On Jul 21, 2019, at 14:13, Barry <barry@barrys-emacs.org> wrote:
On 21 Jul 2019, at 19:03, Steven D'Aprano <steve@pearwood.info> wrote:
On Sun, Jul 21, 2019 at 08:48:49AM +0100, Barry Scott wrote:
I took at very quick look at bpo30500 and was struck by the comment that the code was working on a URL that had not been validated.
Validation of the URL would reject the URL before the parsing happens in this case. Was that the case?
Sorry, can you elaborate on that? How do you validate a URL without attempting to parse it? You're surely not talking about looking it up in a whitelist are you?
I was thinking about ensuring the the characters in the url are from the subset that is allowed. \n is not allowed for example. Yes agree you have a try to parse it.
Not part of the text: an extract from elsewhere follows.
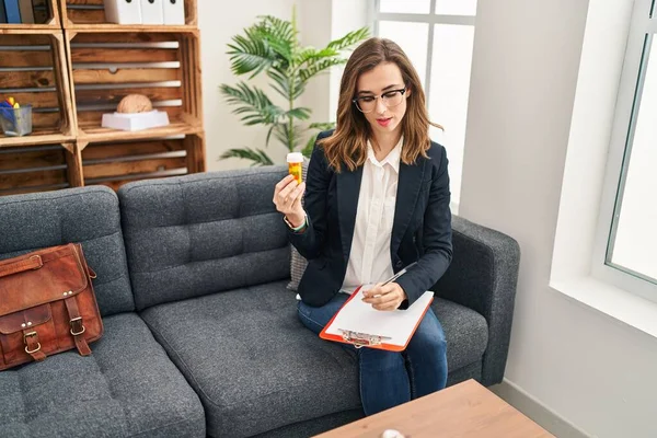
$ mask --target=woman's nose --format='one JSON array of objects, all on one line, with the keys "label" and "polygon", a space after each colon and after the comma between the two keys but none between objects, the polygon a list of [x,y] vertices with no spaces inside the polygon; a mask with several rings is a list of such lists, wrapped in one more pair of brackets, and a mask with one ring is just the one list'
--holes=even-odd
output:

For a spec that has different sets of restricted characters for different parts, that kind of prevalidation doesn’t seem like it would get you very far. At least a priori, if there are attacks that involve using illegal characters in the netloc or the path or the scheme or whatever, they could just as easily be characters that are legal elsewhere in the URL as characters that happen to not be legal anywhere. (If you’re just talking about mitigating one particular attack after it’s been discovered, that’s a different story. If checking for \n patches things without waiting for the library fix, obviously it’s worth doing.)